Sinespace is a free-to-play massively multiplayer online Unity 3D-based platform created and published by Sine Wave Entertainment. It enables users to create and sell 3D content and interact with others as 3D avatars. It was beta launched in November 2016 and teamed up with Unity to make its SDK available in the Unity Asset Store in March 2019. It supports Oculus Rift, HTC Vive and Windows Mixed Reality headsets, but is also accessible through PC, Mac, Linux, and Chrome web browsers.

== Usage ==
Sinespace's usage is similar to that of multiplayer virtual worlds. Players can create and customize their own 3D worlds and 3D content such as vehicles, mini-games, avatar clothing and gestures, and sell them for real world money.

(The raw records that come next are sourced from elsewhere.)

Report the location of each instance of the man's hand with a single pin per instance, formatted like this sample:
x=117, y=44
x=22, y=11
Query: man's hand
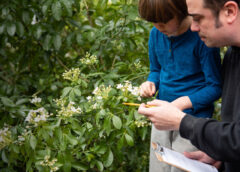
x=147, y=89
x=201, y=156
x=165, y=116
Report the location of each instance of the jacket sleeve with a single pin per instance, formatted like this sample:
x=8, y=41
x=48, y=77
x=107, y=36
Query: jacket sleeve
x=154, y=65
x=210, y=63
x=220, y=140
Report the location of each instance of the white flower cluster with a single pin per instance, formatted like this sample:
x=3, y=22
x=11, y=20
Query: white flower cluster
x=89, y=59
x=36, y=100
x=69, y=110
x=51, y=164
x=72, y=74
x=142, y=123
x=99, y=93
x=21, y=138
x=138, y=65
x=128, y=87
x=37, y=116
x=5, y=137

Players can also customize the shape and appearance of their avatar and buy avatars from third-party developers such as Daz 3D. Content is created through a Unity 3D-compatible SDK, and in-game through building tools.

== Enterprise ==
Sinespace also has private, white-labeled grids for enterprise use. Customers include the U.S. Department of Defense, Pearson Education, Virgin Group, the Smithsonian, the University of Edinburgh, Michigan State University, and other organizations.

== Events ==
Sinespace has hosted several in-world talk shows featuring live audiences of avatars with notable people in the arts and technology, who also appear in avatar form, including video game designer Warren Spector, VR pioneer Jaron Lanier, MMO pioneer Richard Bartle, and Hugh Welchman, producer of the Oscar-nominated animated feature Loving Vincent.

== Developer ==
Sinespace's lead developer is Adam Frisby, who was also a key developer of the open source virtual world OpenSimulator. Frisby additionally created a company that earned seven figures in real money by selling content in Second Life. Sinespace is published by Sine Wave Entertainment, a company based in London. The chairman is Peter Norris, who is also Chairman of Virgin Group.